Hidup ini tidak lain adalah sebuah safari atau perjalanan panjang dalam melaksanakan amanah dari Allah. Dalam hidupnya manusia dibatasi oleh empat dimensi, bumi tempat beramal, waktu atau umur sebagai sebuah kesempatan beramal, nilai Islam yang menjadi landasan amal dan potensi diri sebagai modal beramal. Maka orang yang bijak adalah orang yang senantiasa mengukur keterbatasan-keterbatasan dirinya untuk sebuah produktivitas yang tinggi dan hasil yang membahagiakan. Orang-orang yang beriman adalah orang-orang yang senantiasa sadar bahwa detik-detik hidupnya adalah karya dan amal shalih. Kehidupannya di dunia sangat terbatas sehingga tidak akan disia-siakannya untuk hal-hal yang sepele, remeh, apalagi perbuatan yang dibenci (makruh) dan haram.

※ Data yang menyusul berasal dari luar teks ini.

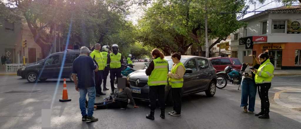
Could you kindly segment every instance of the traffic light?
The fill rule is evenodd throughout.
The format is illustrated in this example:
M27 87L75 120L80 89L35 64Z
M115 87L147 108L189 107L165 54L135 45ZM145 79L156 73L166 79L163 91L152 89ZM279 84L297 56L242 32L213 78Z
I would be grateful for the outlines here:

Amanah pertama yang harus dilakukan adalah Amanah Fitrah manusia, dimana makhluk lain enggan dan menolak menerimanya. Ia adalah amanah hidayah, ma’rifah dan iman kepada Allah atas dasar niat, kemauan, usaha dan orientasi. Amanah berikutnya adalah Amanah Syahadah (Kesaksian). Pertama, berupa kesaksian diri agar menjadi cermin bagi agamanya. Kedua, berupa kesaksian dakwah agar menyampaikan agama kepada manusia. Ketiga, berupa kesaksian agar menerapkan manhaj dan syariah Islam di bumi Allah.
Berkata Imam Syahid Hasan Al-Banna, “Wahai Muslimun! Ibadah kalian kepada Rabb kalian, jihad di jalan pengokohan agama kalian dan kemuliaan Syariat kalian adalah tugas kalian dalam hidup. Jika kalian melaksanakannya dengan benar, maka kalianlah orang yang sukses. Jika kalian melaksanakannya hanya sebagian atau melalaikan semuanya, maka aku sampaikan firman Allah Taala,
أَفَحَسِبْتُمْ أَنَّمَا خَلَقْنَاكُمْ عَبَثًا وَأَنَّكُمْ إِلَيْنَا لَا تُرْجَعُونَ
“Maka apakah kamu mengira, bahwa sesungguhnya Kami menciptakan kamu secara main-main (saja), dan bahwa kamu tidak akan dikembalikan kepada Kami?“ (QS. Al-Mu’minun: 115).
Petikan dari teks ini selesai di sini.